Su Tech Ennui: This is about me.

Wednesday, September 19, 2007

This is about me.

There is a generation of computer programmers who at the time of writing are aged around 45 to 65 years, who learned computing during a wonderful period when everything was new and one person could learn all there was to know about a computer system from the bottom up.

I consider myself one of that generation. I wasn't an exemplary student - I graduated with a lower second, and I could name half a dozen of my contemporaries who I considered good programmers rather than average ones like myself. But now I look back and realise that the merely average graduate of 1980 was a programming god compared to most of today's graduates.

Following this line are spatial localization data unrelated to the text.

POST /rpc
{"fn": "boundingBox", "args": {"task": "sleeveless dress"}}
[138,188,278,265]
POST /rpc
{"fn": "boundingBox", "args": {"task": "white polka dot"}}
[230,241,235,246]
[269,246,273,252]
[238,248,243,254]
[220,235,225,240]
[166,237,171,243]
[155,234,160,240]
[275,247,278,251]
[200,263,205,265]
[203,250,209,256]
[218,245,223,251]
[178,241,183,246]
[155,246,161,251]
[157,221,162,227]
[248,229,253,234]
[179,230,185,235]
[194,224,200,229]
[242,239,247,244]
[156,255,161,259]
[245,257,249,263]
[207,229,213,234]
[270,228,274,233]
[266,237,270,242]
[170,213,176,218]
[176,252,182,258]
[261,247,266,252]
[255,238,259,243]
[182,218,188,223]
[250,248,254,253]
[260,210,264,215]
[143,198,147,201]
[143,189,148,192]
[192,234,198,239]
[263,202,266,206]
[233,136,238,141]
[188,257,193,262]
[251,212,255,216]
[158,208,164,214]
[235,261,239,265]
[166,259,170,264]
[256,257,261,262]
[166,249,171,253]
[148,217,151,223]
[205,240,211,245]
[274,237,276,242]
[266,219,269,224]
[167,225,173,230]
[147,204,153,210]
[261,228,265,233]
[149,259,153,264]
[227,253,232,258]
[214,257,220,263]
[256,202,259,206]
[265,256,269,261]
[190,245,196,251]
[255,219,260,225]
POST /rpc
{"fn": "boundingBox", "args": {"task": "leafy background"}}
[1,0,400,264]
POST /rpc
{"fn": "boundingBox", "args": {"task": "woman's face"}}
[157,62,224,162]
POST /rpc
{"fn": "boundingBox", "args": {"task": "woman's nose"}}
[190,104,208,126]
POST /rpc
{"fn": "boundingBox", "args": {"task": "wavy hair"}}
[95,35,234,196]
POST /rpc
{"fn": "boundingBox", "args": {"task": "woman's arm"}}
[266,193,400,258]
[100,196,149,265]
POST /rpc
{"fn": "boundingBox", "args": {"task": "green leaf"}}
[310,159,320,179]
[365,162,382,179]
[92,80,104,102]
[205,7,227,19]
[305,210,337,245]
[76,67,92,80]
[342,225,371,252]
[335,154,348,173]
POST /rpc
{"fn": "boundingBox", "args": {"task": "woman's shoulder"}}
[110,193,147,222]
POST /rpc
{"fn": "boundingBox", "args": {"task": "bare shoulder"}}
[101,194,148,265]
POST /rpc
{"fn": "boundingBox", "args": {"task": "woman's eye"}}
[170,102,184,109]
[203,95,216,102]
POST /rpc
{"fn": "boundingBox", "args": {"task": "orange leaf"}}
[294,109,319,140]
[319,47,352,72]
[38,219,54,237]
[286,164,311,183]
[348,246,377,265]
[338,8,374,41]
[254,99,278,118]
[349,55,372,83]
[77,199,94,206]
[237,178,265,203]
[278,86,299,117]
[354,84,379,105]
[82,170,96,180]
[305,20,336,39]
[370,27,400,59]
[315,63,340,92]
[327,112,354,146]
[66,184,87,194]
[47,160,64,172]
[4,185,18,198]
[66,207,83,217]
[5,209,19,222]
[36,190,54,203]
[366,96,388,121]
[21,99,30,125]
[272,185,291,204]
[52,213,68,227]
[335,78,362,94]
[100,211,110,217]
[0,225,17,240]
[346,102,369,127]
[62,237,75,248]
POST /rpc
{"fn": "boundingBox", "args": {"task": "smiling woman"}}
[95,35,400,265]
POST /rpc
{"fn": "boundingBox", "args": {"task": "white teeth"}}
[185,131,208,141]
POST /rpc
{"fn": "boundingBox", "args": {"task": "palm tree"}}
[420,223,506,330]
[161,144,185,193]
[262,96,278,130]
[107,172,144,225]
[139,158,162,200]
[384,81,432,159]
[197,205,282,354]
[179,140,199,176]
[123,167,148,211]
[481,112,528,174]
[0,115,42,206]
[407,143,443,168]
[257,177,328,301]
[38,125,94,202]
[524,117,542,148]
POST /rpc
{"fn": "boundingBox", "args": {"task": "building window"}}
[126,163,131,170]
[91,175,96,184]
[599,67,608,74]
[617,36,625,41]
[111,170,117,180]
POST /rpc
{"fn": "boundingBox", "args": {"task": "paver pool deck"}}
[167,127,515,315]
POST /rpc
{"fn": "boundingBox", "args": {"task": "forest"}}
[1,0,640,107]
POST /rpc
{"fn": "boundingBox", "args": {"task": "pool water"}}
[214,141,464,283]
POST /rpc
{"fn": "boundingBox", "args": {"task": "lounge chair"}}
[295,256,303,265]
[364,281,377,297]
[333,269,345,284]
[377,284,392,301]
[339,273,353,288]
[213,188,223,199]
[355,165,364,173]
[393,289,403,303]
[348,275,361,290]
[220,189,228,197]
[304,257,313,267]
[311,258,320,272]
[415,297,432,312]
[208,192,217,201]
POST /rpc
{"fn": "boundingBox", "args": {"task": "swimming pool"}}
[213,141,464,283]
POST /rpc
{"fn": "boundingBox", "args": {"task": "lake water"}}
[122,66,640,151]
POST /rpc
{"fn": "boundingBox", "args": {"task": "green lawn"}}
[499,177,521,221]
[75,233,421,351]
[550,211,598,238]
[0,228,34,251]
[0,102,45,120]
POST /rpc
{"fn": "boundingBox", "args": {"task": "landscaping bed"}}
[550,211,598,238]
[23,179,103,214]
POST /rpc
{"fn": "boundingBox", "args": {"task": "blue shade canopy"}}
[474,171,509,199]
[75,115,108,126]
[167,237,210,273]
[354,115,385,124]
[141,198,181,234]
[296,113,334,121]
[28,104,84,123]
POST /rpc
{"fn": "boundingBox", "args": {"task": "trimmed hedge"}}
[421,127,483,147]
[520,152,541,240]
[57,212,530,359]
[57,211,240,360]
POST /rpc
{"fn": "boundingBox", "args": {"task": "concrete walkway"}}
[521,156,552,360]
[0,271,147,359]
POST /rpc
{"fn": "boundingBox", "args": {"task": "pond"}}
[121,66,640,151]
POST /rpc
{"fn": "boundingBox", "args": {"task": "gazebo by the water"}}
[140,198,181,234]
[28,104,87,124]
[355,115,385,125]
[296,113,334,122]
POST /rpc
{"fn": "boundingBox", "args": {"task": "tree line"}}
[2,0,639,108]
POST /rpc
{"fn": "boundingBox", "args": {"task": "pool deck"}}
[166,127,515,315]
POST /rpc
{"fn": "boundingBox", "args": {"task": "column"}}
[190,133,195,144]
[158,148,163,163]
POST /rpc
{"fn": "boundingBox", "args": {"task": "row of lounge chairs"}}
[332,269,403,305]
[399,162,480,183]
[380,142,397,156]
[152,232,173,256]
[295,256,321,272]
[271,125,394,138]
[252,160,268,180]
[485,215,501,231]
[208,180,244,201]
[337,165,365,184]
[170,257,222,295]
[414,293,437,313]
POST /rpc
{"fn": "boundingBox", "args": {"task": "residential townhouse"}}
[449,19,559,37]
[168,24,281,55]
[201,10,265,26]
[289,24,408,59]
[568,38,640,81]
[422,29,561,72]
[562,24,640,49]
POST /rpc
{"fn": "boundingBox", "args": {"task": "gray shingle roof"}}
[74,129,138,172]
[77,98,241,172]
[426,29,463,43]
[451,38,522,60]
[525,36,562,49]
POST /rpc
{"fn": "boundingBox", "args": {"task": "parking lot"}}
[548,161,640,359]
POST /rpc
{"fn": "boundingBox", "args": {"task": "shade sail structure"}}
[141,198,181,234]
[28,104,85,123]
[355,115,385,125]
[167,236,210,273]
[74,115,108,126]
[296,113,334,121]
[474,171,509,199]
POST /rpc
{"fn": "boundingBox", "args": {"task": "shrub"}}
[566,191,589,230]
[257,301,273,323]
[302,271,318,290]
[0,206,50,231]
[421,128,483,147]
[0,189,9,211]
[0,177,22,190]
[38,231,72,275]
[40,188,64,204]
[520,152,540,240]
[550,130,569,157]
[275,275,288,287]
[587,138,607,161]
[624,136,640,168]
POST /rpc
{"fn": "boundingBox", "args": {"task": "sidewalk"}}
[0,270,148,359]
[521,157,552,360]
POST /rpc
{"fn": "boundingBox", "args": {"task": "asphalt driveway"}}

So this is about me. This isn't one of those tactfully-written third-party expositions on the state of education that you'll find published in an Educause journal. This is one guy's personal experience and my view of what is wrong with Computer Science education today.

Typically, a student of my generation would be able to write an assembler by the end of our first year of study; a compiler by second year; boot a stand-alone executable with a run-time library that is accessed through kernel calls by the end of third year; and write a usable multi-tasking operating system by graduation at the end of fourth year. During this process we would have learned about hardware from the transistor level up and be intimately familiar with at least one architecture at the machine instruction level. We would not only have expertise in one programming language, but would have a working familiarity with half a dozen others (and as many machine architectures), and would have designed and implemented a language of our own at least once!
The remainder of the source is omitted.